Teria bom e longo trabalho de convencimento comigo, o doutor Mansur. Não que, racionalmente, eu não concorde 820% com o sistema de ir escancarando janelas múltiplas, para escapar aos desesperos abafados. É sábio. O causo é aderir coraçãomente. Penso todo o tempo, decerto, em alegrias várias, para me ir confortando dos aborreceres. O feriado que vem, a semana que explode em festinha de sábado, o (ao menos) bife de fígado que me aguarda pressuroso no almoço, nham! – sobremesa ante as agruras. Mas não me tornei ainda, ó pena, aquela que areja a concentração de modo tal que não sobra germe roendo as entranhas, no intervalo de duas preocupações; não encontrei o desvio inteiro e definitivo que peterpamente nos invade, que nos voa para Pasárgada e lá nos conserva nuzinhos de lembranças, mansamente puros, limpos, adões e evas ao contrário, tornados à inocência e desembocados direto do choro e ranger de dentes para o éden automático.

Isso não sei. Por mais que me agarre às expectativas felizes, conservo eterna uma melancoliazinha de fundo, focada na amofinação da hora ou na permanente – a tristeza de desestimação. Trabalho, por exemplo. Trabalho é coisa que só sigo tolerando com todas as 5.437 janelas descerradas de par em par, arreganhadas quase psicoticamente, e ainda assim permanece inexpulsável o cheiro de mofo. Sobrevivo; sobrevivo bem até; porém vou lidando com a ferida que completamente não sara, que sangra contínua em suas erupções tão fortes como bissextas. Cismas de saúde (saúde financeira e amorosa inclusive), quando as há: infernos de teimosia. Não existe filme visto nem dia amanhecido nem noite anoitecida nem sonho sonhado que me distraia de maneira absoluta. Mora sempre, no canto do riso, a pulga que também se recreia atrás da orelha.

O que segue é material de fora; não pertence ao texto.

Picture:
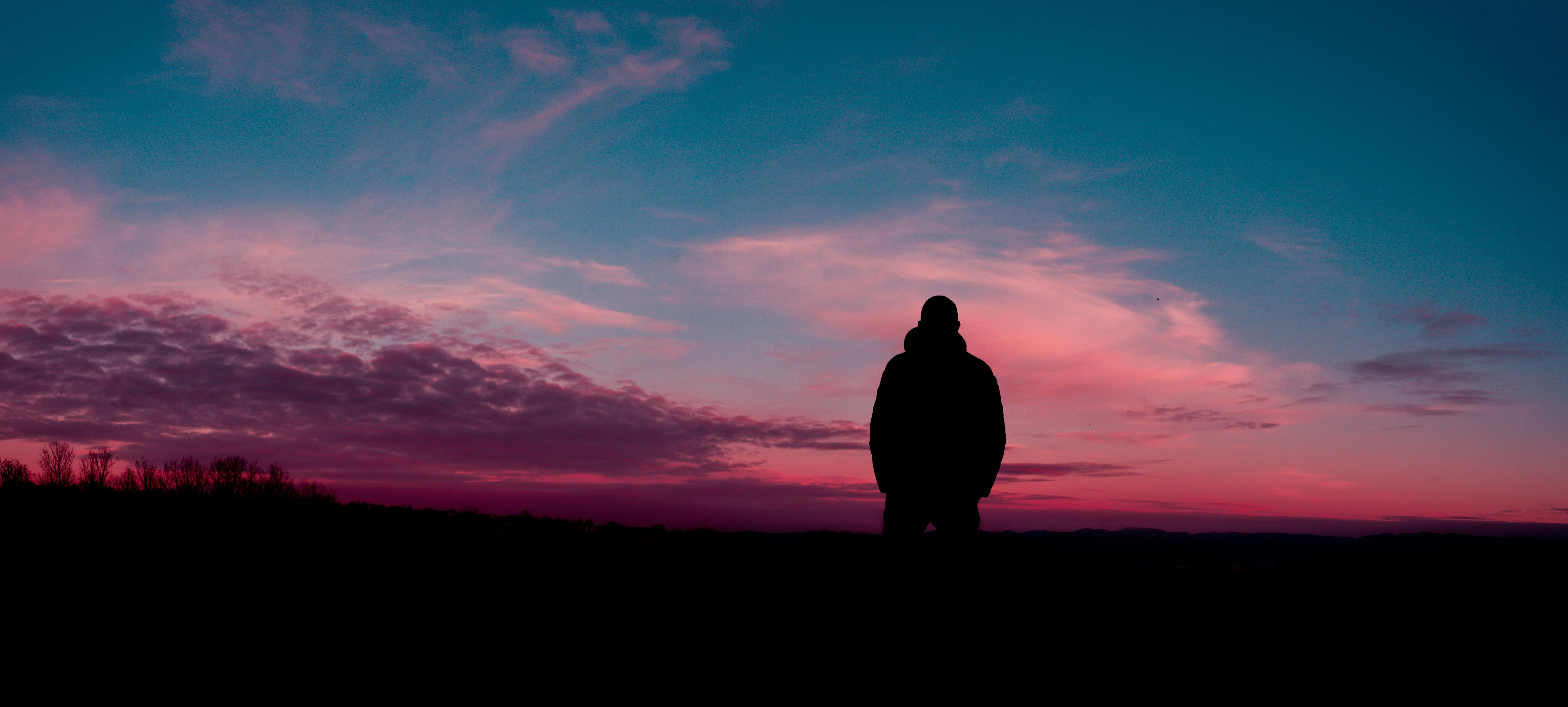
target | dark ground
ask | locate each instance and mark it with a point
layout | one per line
(167, 581)
(192, 570)
(215, 545)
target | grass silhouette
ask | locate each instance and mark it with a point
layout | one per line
(230, 535)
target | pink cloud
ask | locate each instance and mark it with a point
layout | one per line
(557, 313)
(40, 217)
(532, 49)
(165, 375)
(593, 272)
(270, 46)
(1057, 317)
(686, 51)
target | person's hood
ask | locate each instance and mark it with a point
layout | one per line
(932, 341)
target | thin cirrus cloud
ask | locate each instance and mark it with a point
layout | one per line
(1059, 319)
(40, 215)
(1445, 378)
(164, 375)
(556, 313)
(512, 84)
(1040, 472)
(595, 272)
(1434, 322)
(684, 51)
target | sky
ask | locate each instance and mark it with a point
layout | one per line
(1235, 266)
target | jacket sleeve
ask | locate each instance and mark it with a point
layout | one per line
(995, 432)
(888, 426)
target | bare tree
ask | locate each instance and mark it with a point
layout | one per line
(15, 472)
(55, 465)
(150, 477)
(96, 466)
(128, 482)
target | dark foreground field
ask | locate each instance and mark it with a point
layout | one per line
(214, 552)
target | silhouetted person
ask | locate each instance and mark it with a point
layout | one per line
(937, 432)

Porque não deixam de ser isto, os melancólicos: perfeccionistas de vida. Criaturas que não sabem, tanto quanto queriam, delegar-se ao tempo e respectivas providências. Criaturas pouco capazes para o ruim e menos ainda para o irremediável, orgulhosas demais para não suspeitarem da alegria.

Quem souber a cura, que não tarde e se chegue. Há de achar cortina e coração abertos.